でも、不動産(賃貸・売買)と源泉徴収の関係をご存じの方って、どれ位いらっしゃいますか?
“普通の生活”をしている限り、この2つが結びつくことは殆どありません。ところが、稀にこの結びつきを知っていないと、大変なことになる!という事実は、知識として知っていた方が良いと思い、今回のコラムのテーマに選びました。
日本の国税、所得税と法人税は“申告税”となっており、年に一度所得を本人が申告し、納税しています。サラリーマンは申告、納税という作業を雇用主(会社)が代理で行っています。申告は年一度ですから、納税も原則年一回です。ところが、納税を年一回にしてしまうと、年末までに納税資金を使ってしまう場合があります。そこで、“源泉徴収”と言う形で、賃金を支払う会社が納税の負担者(サラリーマン)から納税資金を預かり、定期的に税務署に事前に納税する制度が“源泉徴収制度”です。
1年の締めくくりに、実際の所得を確定し納税額が決まったら、源泉徴収された額との差を調整します。サラリーマンの場合、源泉徴収額が多い場合には“年末調整”と言う形で戻ってきます。
さてここからが今回のコラムの本題。
では、不動産に関してどのような場合に“源泉徴収”が必要なのでしょうか?
ここでは身近な“賃貸”を引用してご説明します。
殆どの入居者様は、例えば家賃が10万円なら、10万円だけを大家さんに毎月支払います。これで毎月の支払義務は完了です。
ところが、もし大家さんが“外国人”の場合には“源泉徴収”が必要となります。ここでいう“外国人=非居住者”とは、海外に居住している外国人と、日本に住所を持たない日本人を言います。
例えば大家さんが“非居住者”で家賃が10万円の場合、入居者は源泉徴収率20.42%を差し引いた79,580円だけを大家さんに支払い、差額の20,420円を税務署に納税しなければなりません。
大家さんが非居住者の場合、税金の“取りっぱぐれない”ことを目的として、入居者から直接納税額の一部として、源泉徴収するというのが日本の税制です。
“大家が非居住者なのか分からない!”と感じますよね? でも、それは契約書を見れば分かります。
ここまでの既述では、“もしかしたら家賃に対して源泉徴収、納税しなければならない、そんなの面倒くさい!”と思ったと思います。
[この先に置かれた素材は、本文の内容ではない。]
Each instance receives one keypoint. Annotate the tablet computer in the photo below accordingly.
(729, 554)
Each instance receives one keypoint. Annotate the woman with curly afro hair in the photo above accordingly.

しかし、実際には“居住用住居の家賃は源泉徴収の対象から外れます”ので、ご安心下さい。
問題なのは、店舗のような事業用不動産の賃貸。この場合、非居住者の大家さんに家賃を支払う際には源泉徴収し、入居者が納税する義務があります。事業者である以上、源泉徴収に関連する法令は知っていますよね!ということです!
ここまでは“賃貸”について説明しましたが、本当に問題になり得るのは“売買”です。もし、売主が非居住者の場合、買主に源泉徴収義務が生じます。但し、ここでも“居住用と事業用”で扱いが分かれ、更に“居住用でも金額によりその扱い”が分かれます。
・事業用不動産の買い手は源泉徴収・納税義務がある!
・居住用の場合、その不動産価格が1億円以上の場合、源泉徴収・納税義務がある!
だそうです。
今、日本の不動産が中国人等に“爆買い”されているのはご存じかと思います。もし、そのような不動産が売りに出た場合、居住用でもタワマンなら1億円越えは十分あり得ます。
1億円の売価だった場合、売り手に支払うべきは7958万円、残りの2042万円は買い手が税務署に納税することになります。もし、源泉徴収の仕組みを知らずに、売り手1億円支払ってしまっても、税務署は買い手の納税額2042万円を免除してはくれません、最悪“無申告、加算税を加えて納税”ということにもなりかねません。
私が国税庁に聞いた限りでは、このような事例は聞いたことはない!とは言っていましたが、それは私が聞いたお役人1人のお話、制度としては納税義務を果たさなければならないことは、知識として知っておいた方が良いと思います。